Bafra İlçesi ile bütünleşmiştir.
Cana can getirmiştir…
Şimdilerde trafiğe kapalıdır.
Sadece düğün alayları bu köprüden geçiyor ve gelin ile damat -dilek tutarak- Kızılırmak'a taş atıyor!
Yoksa para mıydı?
***
Kızılırmak deyince aklıma günümüz şairlerinden Fatma Hatun Esen'in şiiri geliyor:
İki gözüm önüme aksın
Sana dökülüyorum Kızılırmak
Bir çift şelale
İniyor yanaklarımdan kıyına
Ne olur çiçeklere ak
***
Bu şiirdeki has anlamlılık, ilgimi çekiyor!

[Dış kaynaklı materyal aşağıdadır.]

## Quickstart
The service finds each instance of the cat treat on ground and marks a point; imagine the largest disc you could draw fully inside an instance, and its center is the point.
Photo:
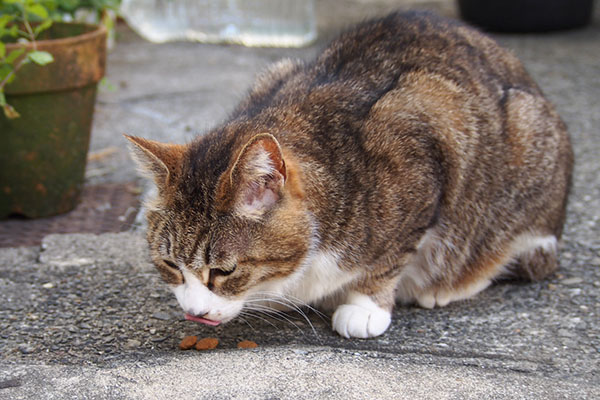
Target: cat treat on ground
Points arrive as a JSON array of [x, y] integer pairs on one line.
[[188, 342], [207, 344], [247, 344]]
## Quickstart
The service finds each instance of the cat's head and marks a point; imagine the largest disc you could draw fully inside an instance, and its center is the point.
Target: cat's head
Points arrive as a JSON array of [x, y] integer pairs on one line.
[[228, 222]]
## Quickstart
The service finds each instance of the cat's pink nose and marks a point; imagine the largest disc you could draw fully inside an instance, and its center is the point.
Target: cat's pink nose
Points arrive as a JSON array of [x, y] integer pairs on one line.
[[205, 321]]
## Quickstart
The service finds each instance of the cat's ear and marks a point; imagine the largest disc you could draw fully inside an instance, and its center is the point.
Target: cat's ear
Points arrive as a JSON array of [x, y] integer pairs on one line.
[[253, 184], [158, 161]]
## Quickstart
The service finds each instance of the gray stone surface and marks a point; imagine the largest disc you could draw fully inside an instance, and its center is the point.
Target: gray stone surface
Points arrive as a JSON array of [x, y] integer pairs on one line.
[[86, 316]]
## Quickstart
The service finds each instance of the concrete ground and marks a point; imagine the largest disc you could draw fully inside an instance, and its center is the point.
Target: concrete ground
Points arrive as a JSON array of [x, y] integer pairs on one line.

İçsel anlam, okuyucunun bilincine yerleşiyor.
Çağrışımı, gönüllerde yer ediyor…
Ne güzel…
***
Sevgili okurlar, şairimizin dileğine katılırken; Atatürk Havalimanı'ndaki terör olayını şiddetle kınıyor, ölenlere Allah'tan rahmet, yaralılarımıza acil şifalar diliyorum.
Haftaya görüşmek üzere.
Sağlıkla kalın…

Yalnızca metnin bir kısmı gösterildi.